Anybody remember the Nokia 3310? This phone was HUGE for a couple of years from about year 2001 to 2003. Also very popular was the previous model which was bigger and had an exterior antenna. VERY durable. I somehow can't remember that earlier model number.
The problem for Nokia was that they could design the exterior, but they couldn’t get the battery life, CPU power or heat issues resolved and they certainly couldn’t get the software to actually, you know, work.
You get the impression this guy was one of the displaced Nokia employees who is now backing a bus squarely over someone’s career?
apple is a superior software company...software rules...
WSJ expects Nokia to recover and RIM to fail.
Tablet computers existed in 1992. I was selling them! Apple even brought out the Netwon. But the market wasn’t there.
Internet browsing smartphones existed long before the iPhone but they were expensive and marketed towards business not consumers. The iPhone used a Capacitive screen rather then the more dull Resistive screen and that made a huge differnece in the interactivity of the device. But other phone makers didn’t think consumers would spend that much money on a phone.
Well, we know how that worked out.
So even if Nokia engineers had an iPad device in the late 90’s, they would have failed marketing it.
And yet they didn’t produce it.... happens
Apple presented what is called a “disruptive technology”, and it caught on. Who’s going to disrupt Apple and with what? Steve and his craziness are gone, what’s, who’s next?
Nokia spent much money when the inferior WAP based browsing came out. Then came G3 and G4 and the iphone at the same time and the rest is history.
I remember using browsing cell phones with touch screen 2 or 3 years before my peers who would mock me using a “sidekick phone” while they retained their standard crappy num pads. Then all of a sudden the iphone came out with the G3 network, and I do not know what happened, but all of a sudden they all bought “sidekicks” and droids and iphones.
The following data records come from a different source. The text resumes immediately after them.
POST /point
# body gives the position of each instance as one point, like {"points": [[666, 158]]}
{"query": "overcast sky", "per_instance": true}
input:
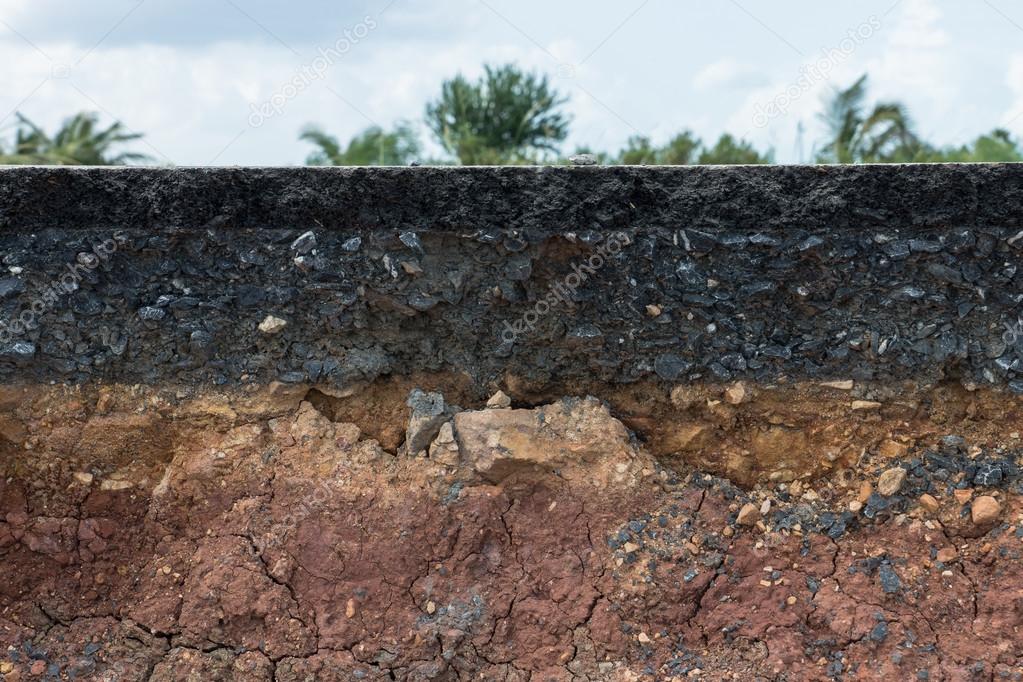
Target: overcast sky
{"points": [[197, 76]]}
I don’t know what Apple did that I did wrong in advertising that kind of tool.
I brought mine in 2002 and I am still using mine. It's been through the washing machine 3x and the river twice. The * key doesn't work but other than that it still works great including getting great reception & sound quality.
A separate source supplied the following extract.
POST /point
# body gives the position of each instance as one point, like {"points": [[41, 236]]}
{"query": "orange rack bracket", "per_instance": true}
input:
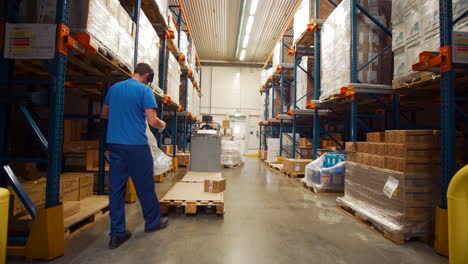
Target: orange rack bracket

I don't need another toy to waste time on so I'm not upgrading anytime soon
In the 90's I had a prototype of a Tivo like device in my living room, we called it the VNR or VDR for Video Network Recorder or Video Disk Recorder.
It with a Motorola 68040 based set-top box. Some ex-Apple guys wrote the operating system and proprietary hardware accelerated video codec.
The device could either record to its internal hard drive or to the hard drive of a PC or Macintosh over ethernet. The ethernet could also be used to share the PC's internet connection and CPU power for encoding to the box.
It worked and it worked great, especially married to a Pentium class PC. You could either program it with VCR plus codes from the remote or using a desktop application and an online TV Guide. Among its features was purging commercials (to preserve valuable disk space of course), it could also record music and recognize and catalog songs with the internet connection. You could also import music from CD's using the PC's CD-ROM drive.
The product sat complete for more than a year as management dithered over shipping it. They feared litigation and while our counsel was confident they would prevail over Hollywood in court it was decided it wasn't a worth the trouble for such a niche product - they also thought the networking feature was essential and would be impossible to support. One executive beta tester complained his wife threatened to hang him with the ethernet cable he ran clear across the house. All they have to show for the effort is a few patents.
During this period the Apple guys were hired back by the recently returned Steve Jobs and people scattered to other projects.
At the end of 2001 Tivo had an install base of more than 300,000. The underlying platform of our device was installed on a couple cruise ships to deliver pay-per-view and unceremoniously abandoned a short time later.
We had the cute little Nokia 8210 that came out in ‘99 I think. One of their earliest internal antenna models. One red, one blue. Never could get much reception with either of them.
I was at the airport once and all these people are walking around talking on their phones. Mine? No service. So, I just walked around talking into it anyway so people wouldn’t think I was a loser.
It might have been the provider, Cingular. I couldn’t get service when I could see their antennas. Took it to the store several times and they just scratched their heads. Cingular blamed the phone. The phone didn’t have anything to say.